Rational thermostabilisation of four-helix bundle dimeric de novo proteins.
Irumagawa, S, Kobayashi, K, Saito, Y, Miyata, T, Umetsu, M, Kameda, T, Arai, R
Scientific reports. 2021;(1):7526
Abstract
The stability of proteins is an important factor for industrial and medical applications. Improving protein stability is one of the main subjects in protein engineering. In a previous study, we improved the stability of a four-helix bundle dimeric de novo protein (WA20) by five mutations. The stabilised mutant (H26L/G28S/N34L/V71L/E78L, SUWA) showed an extremely high denaturation midpoint temperature (Tm). Although SUWA is a remarkably hyperstable protein, in protein design and engineering, it is an attractive challenge to rationally explore more stable mutants.

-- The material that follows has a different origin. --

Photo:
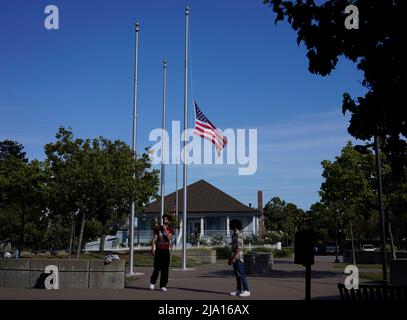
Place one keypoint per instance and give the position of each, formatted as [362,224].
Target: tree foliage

In this study, we predicted stabilising mutations of WA20 by in silico saturation mutagenesis and molecular dynamics simulation, and experimentally confirmed three stabilising mutations of WA20 (N22A, N22E, and H86K). The stability of a double mutant (N22A/H86K, rationally optimised WA20, ROWA) was greatly improved compared with WA20 (ΔTm = 10.6 °C). The model structures suggested that N22A enhances the stability of the α-helices and N22E and H86K contribute to salt-bridge formation for protein stabilisation. These mutations were also added to SUWA and improved its Tm. Remarkably, the most stable mutant of SUWA (N22E/H86K, rationally optimised SUWA, ROSA) showed the highest Tm (129.0 °C). These new thermostable mutants will be useful as a component of protein nanobuilding blocks to construct supramolecular protein complexes.